Janet Nahorney, a certified public accountant and partner at the accounting firm BlumShapiro, explains that another trigger used by both the DOL and IRS doesn’t involve actual mistakes. If a plan is working with an auditing firm that only dabbles in the retirement plan space to complete its required annual testing, that can signal to federal regulators that the plan may not be receiving adequate oversight and therefore deserves a closer look.

“Over the years, a majority of reputable accounting firms that do benefit plan audits, they’ve joined the Employee Benefit Plan Audit Quality Center, so that’s an important thing to note,” Nahorney says. “My advice is to make sure those who are reviewing your plan regularly are registered with the center. That will be viewed favorably by the DOL.”

Other common audit triggers include negative news stories, either directly related to the retirement plan or a company’s general management practices, Nahorney says. The DOL also takes note of bankruptcy filings and how they may impact plan participants, she says.

Once an audit is triggered, say Ashton and Nahorney, plan fiduciaries should cooperate fully with the DOL and provide whatever information is requested. The deadline for returning requested plan data is typically 10 days, Ashton says.

Ashton suggest that plan fiduciaries should be sure to return requested information to the DOL in a timely fashion, but it’s important to have enough time to completely review what’s required and what violations, if any, may arise from the disclosures. That usually means a plan will have to file for a reasonable extension, such as an extra two or three weeks, which the DOL almost always grants, Ashton says.

Nahorney says it’s critical to be upfront about any violations, potential or actual, contained in the disclosures—as the DOL will find them, and the federal regulators take a far more favorable view of plan fiduciaries that are honest about mistakes or compliance issues that exist in their plan.

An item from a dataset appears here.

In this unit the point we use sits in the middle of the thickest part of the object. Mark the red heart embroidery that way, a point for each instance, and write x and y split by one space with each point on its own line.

This can also improve the likelihood that compliance issues will be viewed as mistakes, rather than willful violations. 

“We get questions from sponsors and service providers, who ask, why should I point out my mistakes? Let the DOL find them,” Ashton says. “Well, they will find them, so it’s better to be proactive.”

Ashton suggests that plan fiduciaries make full use of the time between when an audit is triggered and when DOL or IRS investigators arrive (or conduct phone reviews). If the fiduciaries can put fixes in place before the auditors even identify specific problems, that may not absolve the fiduciaries of all liability, but it will go a long way towards satisfying the auditors and improving outcomes.

Of course, while it’s absolutely essential to give the DOL the information it requests, Ashton points out that there is no need to supply supplementary information that is not specifically requested by the DOL. So it’s important to keep close track of what’s being turned over to the DOL for what purposes.

Once all the required information is submitted, Nahorney says, it becomes a game of “hurry up and wait.”

“I’ve seen audits in my experience that have lasted for years,” she says, pointing to one extreme example that took more than five years to close. “At the end, you’ll either be cleared or, if there are problems, you’ll need an attorney to negotiate a reasonable outcome with the regulators.”

Ashton is quick to point out that sponsors and fiduciary advisers should not “roll over and play dead” when a violation is found and penalties or plan reimbursements are sought by the DOL or IRS.

“Sometimes the DOL investigators do make mistakes,” Ashton says. “Don’t just enter a ‘settlement,’ because there are extra penalties involved with a settlement. Very often we send a letter back that says we disagree wholeheartedly with your conclusion, but nevertheless we put $5,000 back into the plan voluntarily, or whatever amount the DOL is pursuing. We make it clear that we’re not settling with the DOL and triggering additional penalties. Be very careful about not settling.”